On 10/21/15 17:04, Laszlo Ersek wrote:
> On 10/21/15 14:10, Laszlo Ersek wrote:
>> On 10/15/15 00:25, Laszlo Ersek wrote:
>>
>>> Test environment and results:
>>>
>>> Host kernel:
>>> - latest RHEL-7 development kernel (3.10.0-323.el7), with Paolo's
>>>   following patches backported by yours truly:
>>>   - KVM: x86: clean up kvm_arch_vcpu_runnable
>>>   - KVM: x86: fix SMI to halted VCPU
>>>
>>> QEMU:
>>> - current upstream (c49d3411faae), with Paolo's patch applied:
>>>   - target-i386: allow any alignment for SMBASE
>>>
>>> Below, the meaning of "bitness=32" is:
>>> * qemu-system-i386
>>> * -cpu coreduo,-nx
>>>
>>> Whereas "bitness=64" means:
>>> * qemu-system-x86_64
>>> * no special -cpu flag
>>>
>>> For variable access verification, "efibootmgr" is invoked (without
>>> options) at the guest OS (Fedlet 20141209) root prompt.
>>>
>>>   bitness  accel  VCPUs  result
>>>   -------  -----  -----  -----------------------------------------------
>>>   32       KVM    1      Fedlet 20141209 boots, S3 works, variables work
>>>
>>>   32       KVM    2      stuck in SMBASE relocation, APIC IDs look valid
>>
>> Alright, so I've dug into this. It's very interesting.
>>
>> First, here's the debug patch for edk2:
>>
>> -------------
>> diff --git a/UefiCpuPkg/PiSmmCpuDxeSmm/PiSmmCpuDxeSmm.c 
>> b/UefiCpuPkg/PiSmmCpuDxeSmm/PiSmmCpuDxeSmm.c
>> index 0e39173..bcfa075 100644
>> --- a/UefiCpuPkg/PiSmmCpuDxeSmm/PiSmmCpuDxeSmm.c
>> +++ b/UefiCpuPkg/PiSmmCpuDxeSmm/PiSmmCpuDxeSmm.c
>> @@ -442,11 +442,15 @@ SmmRelocateBases (
>>    for (Index = 0; Index < mNumberOfCpus; Index++) {
>>      mRebased[Index] = FALSE;
>>      if (ApicId != (UINT32)gSmmCpuPrivate->ProcessorInfo[Index].ProcessorId) 
>> {
>> +      DEBUG ((EFI_D_VERBOSE, "%a: sending SMI IPI to APIC ID 0x%Lx\n",
>> +        __FUNCTION__, gSmmCpuPrivate->ProcessorInfo[Index].ProcessorId));
>>        SendSmiIpi ((UINT32)gSmmCpuPrivate->ProcessorInfo[Index].ProcessorId);
>>        //
>>        // Wait for this AP to finish its 1st SMI
>>        //
>>        while (!mRebased[Index]);
>> +      DEBUG ((EFI_D_VERBOSE, "%a: APIC ID 0x%Lx has processed its first 
>> SMI\n",
>> +        __FUNCTION__, gSmmCpuPrivate->ProcessorInfo[Index].ProcessorId));
>>      } else {
>>        //
>>        // BSP will be Relocated later
>> -------------
>>
>> As one can expect, the first message appears in the log:
>>
>> ------------
>> SMRAM TileSize = 00000800
>> CPU[000]  APIC ID=0000  SMBASE=7FFC1000  SaveState=7FFD0C00  Size=00000400
>> CPU[001]  APIC ID=0001  SMBASE=7FFC1800  SaveState=7FFD1400  Size=00000400
>> SmmRelocateBases: sending SMI IPI to APIC ID 0x1
>> ------------
>>
>> but the second message doesn't; the (!mRebased[Index]) condition
>> never evaluates to false, so the loop is never exited.
>>
>> Second, I sought to analyze the KVM trace very carefully, against the
>> SendSmiIpi() source code in edk2, and against the KVM source code.

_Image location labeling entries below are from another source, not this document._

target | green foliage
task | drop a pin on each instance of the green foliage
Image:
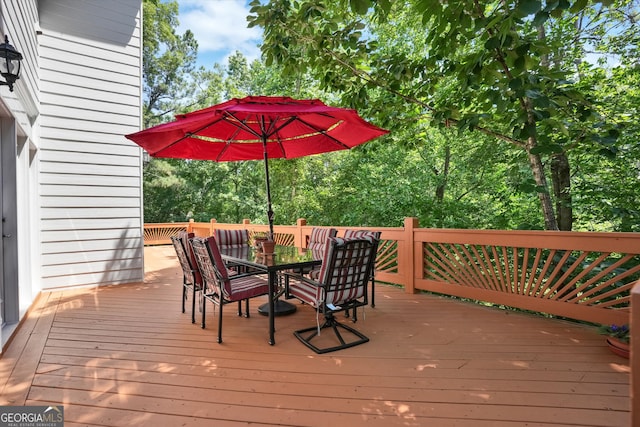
(466, 126)
(168, 58)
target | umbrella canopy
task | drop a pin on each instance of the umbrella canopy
(255, 128)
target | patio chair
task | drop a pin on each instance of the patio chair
(232, 240)
(349, 234)
(191, 278)
(219, 286)
(317, 243)
(342, 285)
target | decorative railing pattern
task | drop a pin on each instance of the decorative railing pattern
(584, 276)
(160, 234)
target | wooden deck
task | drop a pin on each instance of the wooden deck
(126, 356)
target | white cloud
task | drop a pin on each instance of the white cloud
(220, 27)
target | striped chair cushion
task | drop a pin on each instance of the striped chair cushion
(357, 234)
(186, 244)
(231, 238)
(319, 236)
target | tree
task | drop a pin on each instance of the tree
(506, 69)
(168, 59)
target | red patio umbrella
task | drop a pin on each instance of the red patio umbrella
(255, 128)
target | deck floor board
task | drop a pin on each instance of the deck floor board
(126, 355)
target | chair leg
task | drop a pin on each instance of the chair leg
(330, 322)
(184, 294)
(373, 293)
(193, 304)
(204, 311)
(220, 324)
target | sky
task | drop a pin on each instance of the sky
(220, 27)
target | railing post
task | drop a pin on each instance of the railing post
(409, 255)
(634, 358)
(298, 240)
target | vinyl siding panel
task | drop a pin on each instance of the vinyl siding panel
(90, 175)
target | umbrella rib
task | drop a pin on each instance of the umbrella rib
(186, 135)
(323, 132)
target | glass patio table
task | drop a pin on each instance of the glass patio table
(282, 258)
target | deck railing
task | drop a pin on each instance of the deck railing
(594, 277)
(579, 275)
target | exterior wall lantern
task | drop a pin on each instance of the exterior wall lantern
(9, 63)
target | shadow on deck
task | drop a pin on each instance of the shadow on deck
(125, 355)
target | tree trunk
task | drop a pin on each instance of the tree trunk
(445, 175)
(561, 178)
(541, 181)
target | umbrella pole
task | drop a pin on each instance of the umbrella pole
(266, 172)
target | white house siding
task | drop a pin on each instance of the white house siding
(19, 261)
(90, 176)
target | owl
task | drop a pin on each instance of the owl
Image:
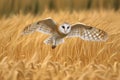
(59, 32)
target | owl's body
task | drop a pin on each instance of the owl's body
(58, 33)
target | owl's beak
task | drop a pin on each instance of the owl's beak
(65, 31)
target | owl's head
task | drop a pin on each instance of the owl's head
(65, 28)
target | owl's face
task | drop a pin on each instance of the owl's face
(65, 28)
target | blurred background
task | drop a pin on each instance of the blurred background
(8, 7)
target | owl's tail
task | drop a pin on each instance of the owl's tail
(30, 29)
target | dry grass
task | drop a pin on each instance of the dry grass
(28, 58)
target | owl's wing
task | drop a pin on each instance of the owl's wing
(47, 26)
(87, 33)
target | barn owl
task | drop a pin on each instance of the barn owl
(65, 30)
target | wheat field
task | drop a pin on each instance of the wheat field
(28, 58)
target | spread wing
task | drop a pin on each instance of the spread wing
(88, 33)
(47, 26)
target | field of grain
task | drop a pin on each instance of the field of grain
(28, 58)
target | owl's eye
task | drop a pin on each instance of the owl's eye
(63, 26)
(68, 27)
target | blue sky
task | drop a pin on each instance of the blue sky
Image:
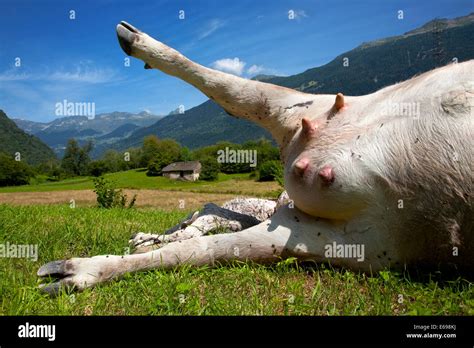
(80, 60)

>> Here comes the kicker: KVM interprets the APIC ICR (high, low) writes
>> correctly, injects the SMI, VCPU#1 wakes and enters SMM (!), then
>> leaves SMM with a relocated SMBASE field (!!!).
>>
>> *However*, according to the KVM trace, the relocated SMBASE field is
>> *wrong* -- the value being reported below, 0x7ffc1000, corresponds to
>> CPU#0 above!
>>
>> ------------
>>  qemu-system-i38-22085 [000] 13634.057590: kvm_enter_smm:        vcpu 1: 
>> leaving SMM, smbase 0x7ffc1000
>> ------------
>>
>> Then VCPU#1 goes on to do various things (I'm too lazy to analyze all
>> those trace entries), but ultimately it reaches a HLT. And the busy
>> wait in SmmRelocateBases() never completes, because vcpu #1 seems to
>> have looked at VCPU#0's area.
>>
>> Given that this works with TCG, I *guess* it is either a KVM bug, or
>> some visibility race. I'll have to look at more.
> 
> I added more debug messages to edk2, and compared the logs generated
> when running on KVM against those generated when running on TCG. The
> point where things go sideways in edk2 is this:
> 
> The SmmInitHandler() function
> [UefiCpuPkg/PiSmmCpuDxeSmm/PiSmmCpuDxeSmm.c] has the following leading
> comment:
> 
> "C function for SMI handler. To change all processor's SMMBase Register."
> 
> It is called from the assembly language entry point code, in System
> Management Mode, for the purposes of initial SMBASE relocation.
> 
> In this function, the processor that executes the function identifies
> itself by calling GetApicId(). The retrieved APIC ID is located within
> the ProcessorInfo array (in order to map the APIC ID to a CPU index),
> and then the rest of the relocation code uses this CPU index, for poking
> into the SMBASE and SaveState "tiles".
> 
> Now, for VCPU#1, GetApicId() returns APIC ID 0x01 on TCG, and 0x00 on
> KVM. Things go downhill from there.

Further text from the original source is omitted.